Oncolytic viruses (OVs) are genetically engineered virus-based tumor-targeted immunotherapies that offer novel and promising therapeutic options for the conventional treatment of patients with gastrointestinal tracts. They can directly lyse cancer cells while preserving healthy cells. Ovs-based immunotherapy can induce tumor regression by killing tumor cells, releasing antigens, and recruiting innate effector cells to the tumor site to elicit an immune response, thus converting “cold” tumors into “hot” tumors and inducing tumor regression.85 Common OVs include adenovirus, herpesvirus, echovirus, and cowpox virus.86

H101 (Oncorine), a human recombinant adenovirus type 5 engineered by removing the gene E1B, is responsible for encoding the anti-apoptotic E1B55K protein that inactivates p53. It was approved for the treatment of advanced nasopharyngeal carcinoma (NPC) in 2005 and was the first OV to receive regulatory approval.87 H101 infection induces downregulation of CD47 in cancer cells which in turn induces phagocytosis of tumor cells by macrophages and activation of CD8+ T cells and may enhance the therapeutic efficacy of PD-1 blockade in cancer.88 A single-arm study of H101 in combination with nivolumab in patients with advanced HCC who had failed prior systemic therapy conducted by Li et al89 found that this combination was potentially efficacious, safe, and well tolerated, with an ORR of 11.1% and a mOS of 15.4 months. The combination is also more suitable for patients with low AFP levels. Another oncolytic adenovirus, LOAd703, harbors a transgene encoding TMZ-CD40L and 4–1BBL. It infects neighboring immune and stromal cells to induce CD40L and 4–1BBL expression.90 The results of a non-randomized, single-center phase I/II group 1 study performed by Musher B L et al91 demonstrated that LOAd703 combined with albumin conjugated paclitaxel and gemcitabine for the treatment of patients with advanced pancreatic ductal adenocarcinoma was feasible and safe, with the majority of adverse events being grade 1–2, and the maximum tolerated dose was never reached. The proportion of CD8 effector memory cells and adenovirus-specific T cells increased after LOAd703 injection in 15 of 16 patients for whom T-cell assays were available. Among 18 patients for whom activity could be assessed, eight (44%) achieved an objective response. An additional sub-study group 2 is ongoing (NCT02705196).

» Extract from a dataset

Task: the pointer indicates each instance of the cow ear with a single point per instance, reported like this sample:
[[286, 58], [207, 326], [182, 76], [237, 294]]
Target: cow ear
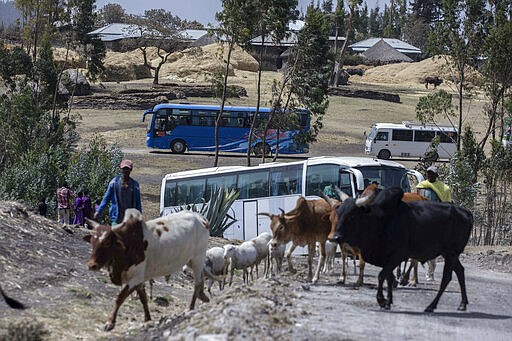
[[92, 223], [118, 240]]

OH2 was developed by genetically modifying the HG52 strain of herpes simplex virus type 2, enabling the virus to selectively replicate in tumors. OH2 therapy effectively activates systemic immunity and induces a sustained anti-tumor immune response. A major effect of OH2 on systemic immunity was the promotion of Ccl5 production, which correlated with clinical response.92 A phase I/II study of OH2, either as a single agent or in combination with the anti-PD-1 antibody HX008, for the treatment of advanced solid tumors yielded safe results.93 Encouraging anti-tumor activity was observed in patients with metastatic rectal and esophageal cancers, with durations of response (DOR) of 11.25+ and 14.03+ months for the two responders treated with single-agent OH2 and DOR of 1.38+ and 2.56+ months for the two responders in the combination cohort. OH2 is anticipated to be evaluated in more gastrointestinal tumor samples in the future for its benefits.

Pelareorep (Reolysin®), an echidna orphan virus type 3 Dearing strain, is a double-stranded RNA virus that selectively replicates in KRAS-mutant cells. Pelareorep enhances anti-tumor immunity by activating the innate and adaptive host immune system through dendritic cells, natural killer cells and effector T cells.94 T-cell infiltration and PD-L1 upregulation in tumor tissues of patients treated with Pelareorep.95 It induces apoptosis and cell death through an autophagic mechanism in KRAS-mutant CRC.96 Pelareorep, in combination with FOLFIRI and bevacizumab, was found to be well tolerated in a phase I dose-escalation clinical trial that recruited patients with KRAS-mutant oxaliplatin-refractory/intolerant mCRC.97 In addition, a phase Ib single-arm study undertaken by Devalingan et al95 determined that Pelareorep in combination with pembrolizumab and chemotherapy for the treatment of patients with PDAC did not result in significant toxicity. Among 10 out of 11 patients assessed for efficacy, three patients demonstrated long-term efficacy with an overall mPFS of 2.0 months and a mOS of 3.1 months.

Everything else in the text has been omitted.